The velocity is changing only the direction, which is why there exists only a centripetal acceleration. If the velocity would have been changing its magnitude (in other words, if the speed was changing) then you'd see that tangential acceleration would exist. This can also be seen by the relevent formula of a body's acceleration in polar coordinates:

$$\mathbf a=(\ddot r -r\dot{\theta}^2)\mathbf{\hat r}+(r\ddot{\theta}+2\dot r \dot{\theta})\boldsymbol{\hat{\theta}}$$

Since it's uniform circular motion, $$\dot r$$, $$\ddot r$$ and $$\ddot{\theta}$$ are zero. Thus the value of acceleration simplifies to

$$\mathbf a=-r\dot{\theta}^2\mathbf{\hat r}$$

As you can see, this is precisely the centripetal acceleration, and the value of tangential acceleration is zero.

Why is there no tangential acceleration in uniform circular motion?

Because, then we wouldn't call it uniform.

Circular motion can have both tangential $$a_\parallel$$ and centripetal $$a_\perp$$ acceleration. They are then the components of an acceleration vector $$\vec a=(a_\parallel,a_\perp)$$ pointing at an angle. Those special cases where there is no tangential acceleration, $$\vec a=(0,a_\perp)\Leftrightarrow a=a_\perp$$, we call them uniform. Isn’t the tangential velocity always changing direction?
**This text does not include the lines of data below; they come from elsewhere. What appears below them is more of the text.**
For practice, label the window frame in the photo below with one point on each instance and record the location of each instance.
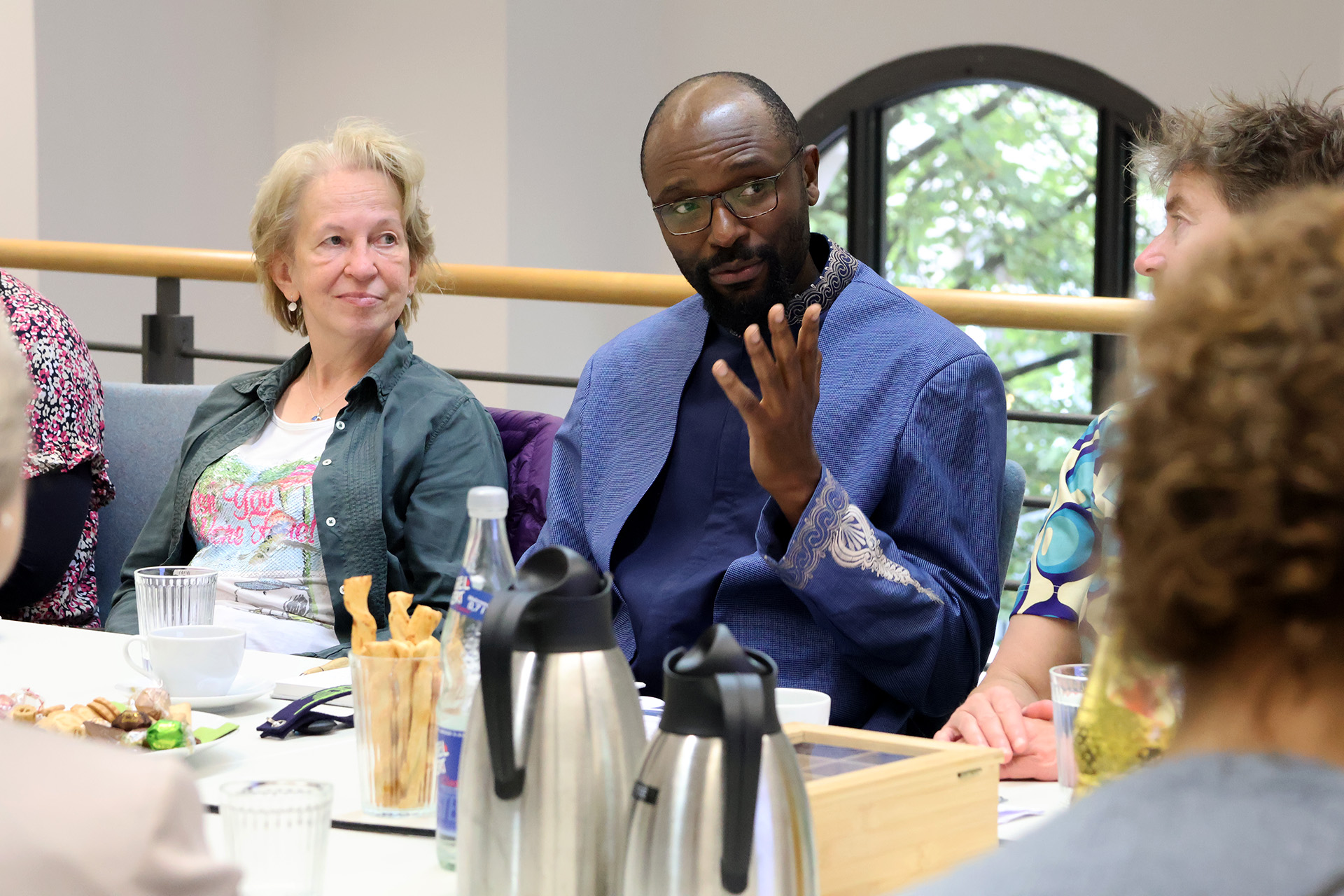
(857, 109)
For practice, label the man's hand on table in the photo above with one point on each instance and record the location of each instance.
(784, 457)
(1038, 761)
(995, 718)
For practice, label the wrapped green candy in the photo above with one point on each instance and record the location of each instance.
(166, 734)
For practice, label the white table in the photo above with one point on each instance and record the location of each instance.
(70, 665)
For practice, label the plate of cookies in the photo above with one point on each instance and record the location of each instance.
(148, 722)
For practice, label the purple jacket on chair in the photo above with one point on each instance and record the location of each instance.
(528, 437)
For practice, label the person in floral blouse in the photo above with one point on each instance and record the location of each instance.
(65, 469)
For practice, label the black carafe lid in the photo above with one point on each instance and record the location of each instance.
(720, 690)
(561, 603)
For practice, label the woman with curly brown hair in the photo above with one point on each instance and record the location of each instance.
(1217, 166)
(1231, 522)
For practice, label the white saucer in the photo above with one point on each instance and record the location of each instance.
(244, 691)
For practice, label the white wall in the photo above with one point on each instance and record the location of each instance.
(444, 89)
(19, 127)
(153, 127)
(155, 120)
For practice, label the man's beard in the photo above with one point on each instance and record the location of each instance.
(736, 314)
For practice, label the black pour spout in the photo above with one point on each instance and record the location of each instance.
(720, 690)
(559, 605)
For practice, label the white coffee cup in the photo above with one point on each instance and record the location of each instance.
(192, 662)
(800, 704)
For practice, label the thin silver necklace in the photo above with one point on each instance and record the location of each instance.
(320, 405)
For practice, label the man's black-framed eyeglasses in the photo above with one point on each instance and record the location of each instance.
(752, 199)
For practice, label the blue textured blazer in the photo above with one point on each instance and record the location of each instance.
(886, 593)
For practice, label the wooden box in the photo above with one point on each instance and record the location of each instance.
(889, 811)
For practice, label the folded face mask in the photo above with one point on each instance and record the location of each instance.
(302, 718)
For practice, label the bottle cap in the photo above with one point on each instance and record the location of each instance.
(487, 503)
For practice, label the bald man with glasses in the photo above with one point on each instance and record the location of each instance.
(839, 516)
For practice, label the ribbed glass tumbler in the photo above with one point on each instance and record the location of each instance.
(276, 830)
(175, 597)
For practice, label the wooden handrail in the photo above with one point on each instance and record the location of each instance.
(605, 288)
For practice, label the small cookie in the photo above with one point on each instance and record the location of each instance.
(104, 710)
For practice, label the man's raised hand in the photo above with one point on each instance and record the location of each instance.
(784, 457)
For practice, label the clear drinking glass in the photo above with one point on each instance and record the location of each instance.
(175, 597)
(276, 830)
(396, 732)
(1066, 691)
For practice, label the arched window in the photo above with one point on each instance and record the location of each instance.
(996, 168)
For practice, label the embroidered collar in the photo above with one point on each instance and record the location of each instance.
(839, 270)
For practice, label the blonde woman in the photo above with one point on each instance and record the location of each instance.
(355, 456)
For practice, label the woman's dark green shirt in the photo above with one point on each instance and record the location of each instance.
(390, 491)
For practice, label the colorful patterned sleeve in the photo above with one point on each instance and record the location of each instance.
(66, 413)
(1065, 578)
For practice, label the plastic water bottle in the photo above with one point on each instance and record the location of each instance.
(487, 568)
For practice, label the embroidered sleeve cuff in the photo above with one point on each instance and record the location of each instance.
(831, 531)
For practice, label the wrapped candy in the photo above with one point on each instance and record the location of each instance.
(167, 734)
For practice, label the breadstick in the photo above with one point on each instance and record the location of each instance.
(424, 624)
(397, 618)
(378, 692)
(402, 669)
(363, 629)
(414, 770)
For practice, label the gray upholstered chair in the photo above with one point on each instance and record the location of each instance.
(141, 440)
(1009, 508)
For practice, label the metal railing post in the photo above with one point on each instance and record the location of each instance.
(168, 336)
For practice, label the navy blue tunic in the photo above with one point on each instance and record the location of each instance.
(698, 517)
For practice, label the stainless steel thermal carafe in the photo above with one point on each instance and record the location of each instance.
(554, 739)
(720, 805)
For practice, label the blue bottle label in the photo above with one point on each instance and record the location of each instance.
(468, 601)
(448, 760)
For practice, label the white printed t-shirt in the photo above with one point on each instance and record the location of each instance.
(253, 519)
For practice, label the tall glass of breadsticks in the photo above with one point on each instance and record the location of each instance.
(397, 685)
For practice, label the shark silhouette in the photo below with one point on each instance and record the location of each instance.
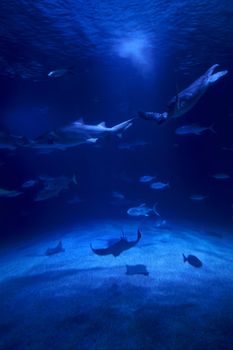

Indeed it is. But that does not require a tangential acceleration.

• Changing the velocity magnitude requires tangential acceleration $$a_\parallel$$ (parallel, so elongating/shrinking the velocity vector).
• Turning it requires centripetal acceleration $$a_\perp$$ (perpendicular, so turning the velocity vector).

So, in situations where we only turn, we only have centripetal acceleration. Likewise, in situations where we only speed up or slow down, we only have tangential acceleration.